The settlement of the Awori clan is known to have preceded the establishment of Abeokuta as an Egba kingdom in 1832, as Isheri, the foremost Awori town within present day Ogun State was settled in the 15th century.

Traditions are consistent about the presence of a distinct Yoruba sub-group around Lagos by about 1550 when the Benin Empire invaded the region of Lagos.
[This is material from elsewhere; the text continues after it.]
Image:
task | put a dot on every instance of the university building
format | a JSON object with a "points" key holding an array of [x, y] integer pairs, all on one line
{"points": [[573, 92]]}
An anthropologist, W.G. Wormalin in his Intelligence Report on the Badagry district of the colony (1935) gives a graphic description of the early Awori he encountered when he writes that:" They speak a slurred dialect of the Yoruba language. They mostly engage in farming and fishing."

Religion
Traditional beliefs and practice exist side-by-side Islam and Christianity. Some of the Awori combined Islam or Christianity with their traditional beliefs and practices. Islam was introduced to different parts of Aworiland before the twentieth century by Muslim clerics from the hinterland, while the diffusion of Christianity followed missionary activities in the region of Badagry from the 1840s. The use of Ifa oracle in the determination of certain issues and events such as date of festival, coronation ceremony, causes of state calamity is in practice among traditional believers. A person's future and fortune remained an important aspect of Yoruba civilisation, which the Awori still retain. In addition, the institutions of priesthood and palace society for which the Yoruba of the interior are famous featured prominently between them. For instance, the possession of Ade crown and recognition of Oba, which is the highest conception of political authority among the Yoruba, is what every tradition leader; especially those from royal lineages in Aworiland aspire to.

Traditional Festival
Oro and Oree, Egungun, Elegba, Igumuko, Opa, Osugbo and Gelede festivals among the traditional Sword communities are celebrated as people celebrate modern Sallah and Christmas with indigenes trooping back home from far and near when dates are fixed.

Economy
Due to the nature of the geographical environment, fishing, rather than farming which is traditionally with the Yoruba, is the major traditional preoccupation of the seaside. Awori are also great farmers. In some regions, fishing is combined with mat and basket production and palm oil. The climatic variation north of the coast offers an opportunity for the cultivation of a variety of crops. Cassava is probably the most widely cultivated as it could be planted and harvested throughout the year. In addition, it is a source of Garri, which now constitute a major staple food. Cassava is also processed for the production of starch and a locally produced starchy food known as Fufu and other confectionaries. Maize, Yams, Cocoyams and Oil Palm are also popular crops produced in the region. The food crops are supplemented by vegetables as well as animals such as goats, sheep and rabbits; birds like quail, cock, hen and goose, edible insects such as termites as well as alligators, which are prepared as a delicacy known as 'Ònì' among the Aworis of Lagos State.

However, with the industrial revolution pioneered by the Obafemi Awolowo government in the late 1950s and 1960s, the Awori-speaking areas like Ikeja and Isolo in Lagos, as well as Otta and Agbara began to see a concentration of industries, for which the indigenes surrendered their land for the economic transformation of their communities.